Prior to a stop near Scranton Wednesday evening, Franklin was asked for specific examples of how Penn State's facilities can be better when it comes to branding and technology.

“To be honest with you, I think it's everything,” he said. “It's nothing really structurally. But the [practice] facility, the turf needs to be replaced outside and inside. The carpet, the paint, the branding, furniture and technology.”

Franklin urged anyone who would listen to take to YouTube to check out the facilities at Oregon, USC, Oklahoma State and Texas A&M.

“It's become a little bit of an arms' race in college football, if you go around the country and look at what's going on,” he said. “And we want to not only be a part of that, but a leader as well.”

Of course, the Penn State athletic department is still paying off a $60 million fine that was handed down by the NCAA as part of sanctions stemming from the Jerry Sandusky scandal. And that cash is not allowed to come from sports other than football, which is the primary bread-winner for the athletic department.

If there is any subtlety in Franklin's message on facilities, it stems from that situation.

“We have some financial challenges right now and issues that everyone is aware of,” he said. “It's going to be getting people to support that vision (of better facilities) and jump on board with us through fundraising, and those types of things.

“Penn State has (in the past) and wants to again provide a first-class experience for its student/athletes. We've done that for a long time. There are some things we need to tweak to get back.”

Having coached in five major conferences and the NFL, Franklin believes he is qualified to judge first-rate facilities from those that need work. And he said boasts of PSU having the best facilities in the country simply are not true.

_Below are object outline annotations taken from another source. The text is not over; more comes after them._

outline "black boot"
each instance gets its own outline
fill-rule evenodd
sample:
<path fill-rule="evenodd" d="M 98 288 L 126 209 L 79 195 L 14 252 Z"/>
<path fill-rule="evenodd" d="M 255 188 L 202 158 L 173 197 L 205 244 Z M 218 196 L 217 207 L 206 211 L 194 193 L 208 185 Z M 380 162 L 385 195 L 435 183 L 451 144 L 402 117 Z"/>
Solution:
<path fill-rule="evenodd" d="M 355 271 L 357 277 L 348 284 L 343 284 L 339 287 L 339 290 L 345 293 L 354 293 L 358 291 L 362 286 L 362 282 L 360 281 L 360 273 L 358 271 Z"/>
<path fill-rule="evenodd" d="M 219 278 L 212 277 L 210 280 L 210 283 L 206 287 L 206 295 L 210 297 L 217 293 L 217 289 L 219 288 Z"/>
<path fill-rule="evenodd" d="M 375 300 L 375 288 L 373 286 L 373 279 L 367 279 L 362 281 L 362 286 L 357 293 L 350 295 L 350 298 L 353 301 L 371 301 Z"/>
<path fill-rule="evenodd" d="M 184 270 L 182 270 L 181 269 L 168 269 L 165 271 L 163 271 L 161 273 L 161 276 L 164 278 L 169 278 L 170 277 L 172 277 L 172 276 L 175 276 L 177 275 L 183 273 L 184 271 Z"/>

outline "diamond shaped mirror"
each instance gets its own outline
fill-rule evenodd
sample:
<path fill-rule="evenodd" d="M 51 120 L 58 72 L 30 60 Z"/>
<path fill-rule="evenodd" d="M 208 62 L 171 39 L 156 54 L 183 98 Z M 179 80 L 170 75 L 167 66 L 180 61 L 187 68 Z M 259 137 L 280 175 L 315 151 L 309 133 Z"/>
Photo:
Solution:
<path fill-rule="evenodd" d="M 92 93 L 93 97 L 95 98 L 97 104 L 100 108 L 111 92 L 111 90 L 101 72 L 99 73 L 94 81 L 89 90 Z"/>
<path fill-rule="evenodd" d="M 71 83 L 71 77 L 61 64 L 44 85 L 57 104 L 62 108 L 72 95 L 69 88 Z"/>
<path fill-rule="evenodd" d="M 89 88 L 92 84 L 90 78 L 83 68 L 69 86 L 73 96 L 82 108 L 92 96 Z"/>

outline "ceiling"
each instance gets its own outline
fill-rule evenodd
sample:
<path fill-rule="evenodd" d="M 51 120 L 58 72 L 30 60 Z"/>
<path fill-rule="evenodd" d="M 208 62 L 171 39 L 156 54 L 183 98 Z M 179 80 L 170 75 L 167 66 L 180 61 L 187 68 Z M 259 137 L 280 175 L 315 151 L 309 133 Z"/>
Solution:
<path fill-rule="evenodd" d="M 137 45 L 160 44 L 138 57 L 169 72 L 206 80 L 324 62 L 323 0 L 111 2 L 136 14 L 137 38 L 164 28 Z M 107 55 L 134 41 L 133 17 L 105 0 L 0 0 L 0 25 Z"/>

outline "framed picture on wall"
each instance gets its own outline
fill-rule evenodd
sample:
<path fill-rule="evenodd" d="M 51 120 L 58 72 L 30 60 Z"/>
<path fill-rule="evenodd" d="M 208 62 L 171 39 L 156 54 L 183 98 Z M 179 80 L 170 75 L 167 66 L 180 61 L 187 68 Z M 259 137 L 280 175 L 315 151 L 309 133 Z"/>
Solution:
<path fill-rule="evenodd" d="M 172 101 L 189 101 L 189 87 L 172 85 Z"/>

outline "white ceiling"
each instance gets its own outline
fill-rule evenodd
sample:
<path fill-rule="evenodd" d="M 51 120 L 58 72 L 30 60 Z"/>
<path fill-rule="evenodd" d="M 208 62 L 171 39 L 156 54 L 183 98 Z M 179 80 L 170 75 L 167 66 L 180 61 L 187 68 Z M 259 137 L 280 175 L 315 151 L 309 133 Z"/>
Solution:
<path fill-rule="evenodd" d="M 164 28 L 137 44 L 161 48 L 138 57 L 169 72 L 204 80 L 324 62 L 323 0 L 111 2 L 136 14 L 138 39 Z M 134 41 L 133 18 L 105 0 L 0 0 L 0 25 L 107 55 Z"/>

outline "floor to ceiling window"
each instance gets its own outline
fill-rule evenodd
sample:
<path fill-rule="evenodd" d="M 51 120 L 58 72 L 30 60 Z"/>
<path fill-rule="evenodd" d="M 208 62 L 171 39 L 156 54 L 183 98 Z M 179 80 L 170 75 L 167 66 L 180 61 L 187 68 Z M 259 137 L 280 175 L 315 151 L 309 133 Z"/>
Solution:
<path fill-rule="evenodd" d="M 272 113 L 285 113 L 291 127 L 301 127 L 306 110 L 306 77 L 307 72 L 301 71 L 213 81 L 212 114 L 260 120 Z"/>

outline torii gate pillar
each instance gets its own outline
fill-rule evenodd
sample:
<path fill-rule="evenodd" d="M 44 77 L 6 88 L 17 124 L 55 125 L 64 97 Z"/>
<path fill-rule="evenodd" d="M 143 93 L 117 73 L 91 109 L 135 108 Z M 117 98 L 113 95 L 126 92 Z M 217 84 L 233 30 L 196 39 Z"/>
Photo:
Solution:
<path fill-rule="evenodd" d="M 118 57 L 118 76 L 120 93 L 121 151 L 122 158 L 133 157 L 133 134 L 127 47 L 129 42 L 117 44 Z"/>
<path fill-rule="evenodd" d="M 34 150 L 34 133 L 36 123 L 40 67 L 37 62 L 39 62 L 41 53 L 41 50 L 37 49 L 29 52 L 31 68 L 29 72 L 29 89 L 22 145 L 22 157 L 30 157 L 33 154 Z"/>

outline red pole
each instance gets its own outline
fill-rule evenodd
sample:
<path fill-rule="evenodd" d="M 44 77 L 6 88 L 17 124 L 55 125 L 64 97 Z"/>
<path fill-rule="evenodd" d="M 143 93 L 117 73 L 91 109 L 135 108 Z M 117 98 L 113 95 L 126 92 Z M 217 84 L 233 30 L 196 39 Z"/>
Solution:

“For a long time, it was (true),” he said. “(But) we've kind of fallen behind in that area. I think we were falling behind even before the sanctions hit (in 2012).”

But when talking to fans, he does not end the conversation on such a somber note. Instead, he spins the negative into some sort of positive.

And shows no subtlety while doing so.

“Just think about this,” he told the boosters in King of Prussia, “we've got the No. 2 recruiting class in the country. Where are we going to be able to go once we get some of these things updated?”